Drokki drew in a great wheezing breath and clutched at his neck.

‘Go on then,’ said Brokkengird. He grinned nastily. Even his teeth were made of ur-gold, haphazardly hammered into his gums. ‘Show me what you have.’

Drokki sat up. Still gasping, he undid the strings of his pouch and tipped out three new runes. ‘These are freshly forged,’ he croaked. ‘Warm from the forge and full of Grimnir’s might.’

Brokkengird reached out and took one of the runes reverently. He fingered it, and his face lit up with greed. ‘Good. Now Brokkengird will kill you.’

‘I can get you more!’ said Drokki hurriedly, holding out the other two.

‘How much more?’

‘Lots.’

‘You won’t come back, they never do,’ said Brokkengird.

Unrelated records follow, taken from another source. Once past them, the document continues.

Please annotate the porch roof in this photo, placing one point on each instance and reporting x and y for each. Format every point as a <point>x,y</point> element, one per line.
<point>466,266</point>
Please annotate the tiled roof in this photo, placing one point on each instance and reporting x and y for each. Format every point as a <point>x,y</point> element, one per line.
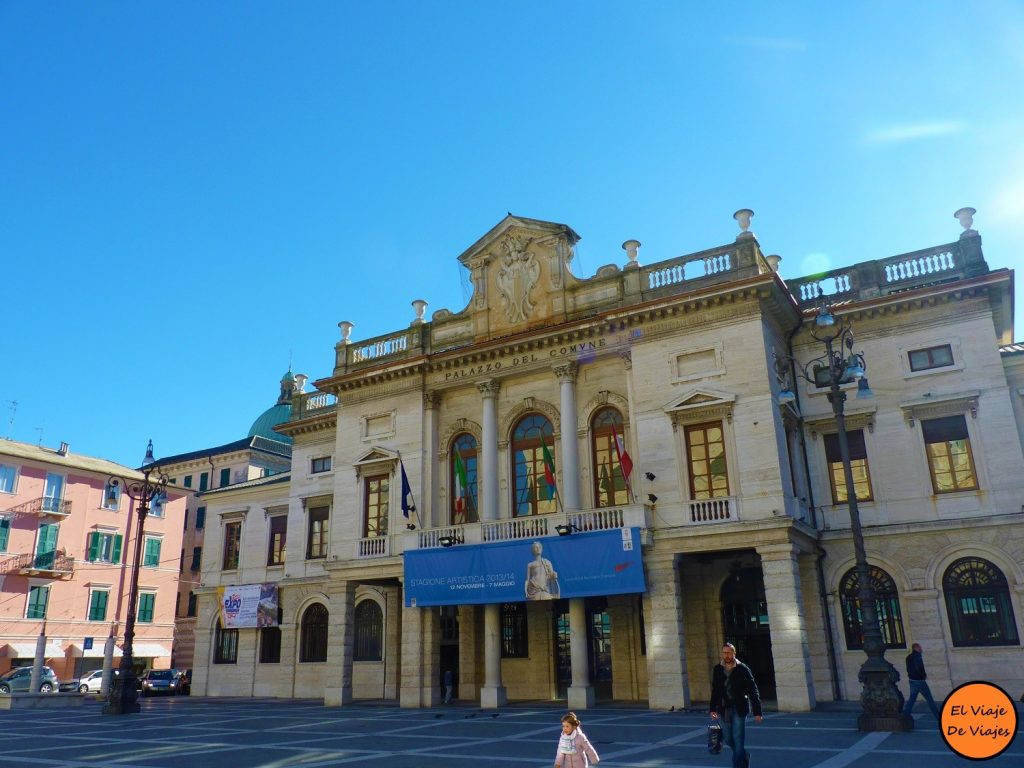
<point>70,460</point>
<point>256,443</point>
<point>267,480</point>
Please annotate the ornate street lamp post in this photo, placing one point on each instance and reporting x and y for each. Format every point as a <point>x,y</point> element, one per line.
<point>123,696</point>
<point>840,365</point>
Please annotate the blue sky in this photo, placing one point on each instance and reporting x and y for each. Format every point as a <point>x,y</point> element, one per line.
<point>192,196</point>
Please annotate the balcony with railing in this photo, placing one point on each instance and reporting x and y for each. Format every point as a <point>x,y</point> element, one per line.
<point>45,564</point>
<point>518,528</point>
<point>894,274</point>
<point>45,507</point>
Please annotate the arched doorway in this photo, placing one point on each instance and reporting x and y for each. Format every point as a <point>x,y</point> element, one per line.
<point>744,624</point>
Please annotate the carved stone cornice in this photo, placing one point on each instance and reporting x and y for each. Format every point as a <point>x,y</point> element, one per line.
<point>489,388</point>
<point>937,407</point>
<point>566,372</point>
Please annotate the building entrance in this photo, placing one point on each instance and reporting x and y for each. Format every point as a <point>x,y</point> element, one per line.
<point>744,624</point>
<point>598,647</point>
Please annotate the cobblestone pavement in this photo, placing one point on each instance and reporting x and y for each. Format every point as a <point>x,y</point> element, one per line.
<point>267,733</point>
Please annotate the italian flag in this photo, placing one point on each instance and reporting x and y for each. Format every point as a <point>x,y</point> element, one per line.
<point>461,484</point>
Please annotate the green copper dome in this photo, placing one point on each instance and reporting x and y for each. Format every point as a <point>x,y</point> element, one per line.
<point>276,414</point>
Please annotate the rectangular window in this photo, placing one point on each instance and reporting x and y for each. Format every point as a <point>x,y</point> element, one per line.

He stood up and lifted his axe. ‘No. Brokkengird kill you now, if it’s all the same to you.’

‘I will come back!’ protested Drokki. ‘I need to. I need you.’

Brokkengird lowered his axe a touch. ‘It’s a long time since anyone needed Brokkengird, longer since anyone wanted him. Why?’

‘I need a guide through Gaenagrik. I want to get to the realmgate.’

‘Got a little message to deliver?’ said Brokkengird. ‘Going to see his mother?’

Drokki shook his head. He reached out for Brokkengird’s hand. Brokkengird looked at it, then back at Drokki’s face.

Drokki pulled his hand back, and got heavily to his feet. His chest burned, and his throat felt like it was clogged with hot rocks.

‘We’re leaving, to found a new lodge.’

‘Nowhere to go. Nothing to see. Only Chaos. Chaos everywhere,’ said Brokkengird. ‘Stay home, little priest.’

‘The end is coming,’ said Drokki. ‘And you can either kill me now and die with everyone who won’t leave, or you can take us to the realmgate, be handsomely paid for it, and live.’

Brokkengird cocked his head on one side. His filthy, stinking crest flopped sideways. ‘Forty runes.’

‘Twenty.’

‘Thirty-five,’ said Brokkengird.

‘Twenty-seven…’ said Drokki.

‘Done,’ interrupted Brokkengird.

‘…and an oath,’ continued Drokki.

Brokkengird snarled. ‘No oaths!’

‘Brokkengird better swear not to harm me, and to lead the lodge to the Gaenagrik realmgate, or Brokkengird won’t get anything,’ said Drokki. For one awful second he thought Brokkengird would strike him down, but the renegade berzerker let his axe head thump to the floor, and reached out one hand. He spat on it. His spittle sizzled in his palm.